Cette attention portée à la vie privée, mais aussi au coût émotionnel du combat politique est généralisée à tous les personnages de la série. De nombreux thèmes chers à la lutte féministe sont évoqués : le refus d’avoir des enfants, l’avortement, les relations de couple, la sexualité… La série montre plus que jamais que ce qui semble personnel est politique, y compris en laissant une large place aux questions d’organisation et de stratégie : est-on plus efficace en restant indépendant ou en se rapprochant le plus possible du président et la sphère politique ? Faut-il accepter d’abandonner certaines demandes afin de permettre des avancées sur d’autres fronts ? Faut-il désigner des leaders et si oui comment les choisir ?  Elle chronique également en filigrane, la montée en puissance du conservatisme et de la droite religieuse Américaine, qui arrive au pouvoir avec l’élection de Reagan en 1980, et a fait son grand retour avec Trump en 2016. La rhétorique utilisée par Schlafly et notamment ses mensonges incessants au mépris du bon sens, rappellent bien entendu les outrances et le climat politique actuel aux États-Unis.

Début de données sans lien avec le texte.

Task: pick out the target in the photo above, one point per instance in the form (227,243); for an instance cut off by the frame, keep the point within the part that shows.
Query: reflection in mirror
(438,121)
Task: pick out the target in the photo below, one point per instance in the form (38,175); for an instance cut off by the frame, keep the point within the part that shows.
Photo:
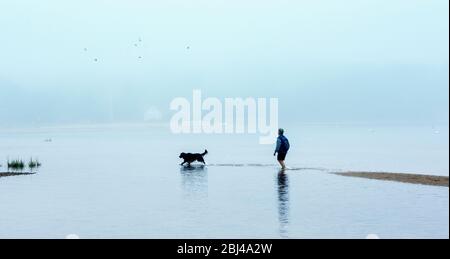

A une époque où les luttes féministes, antiracistes et LGBT+ mobilisent un très grand nombre de personnes mais où paradoxalement, les idées conservatrices gagnent du terrain dans l’espace public, on perçoit bien toute l’actualité des thèmes soulevés par la série, qui dépasse de beaucoup la simple reconstitution de la lutte autour de l’ERA.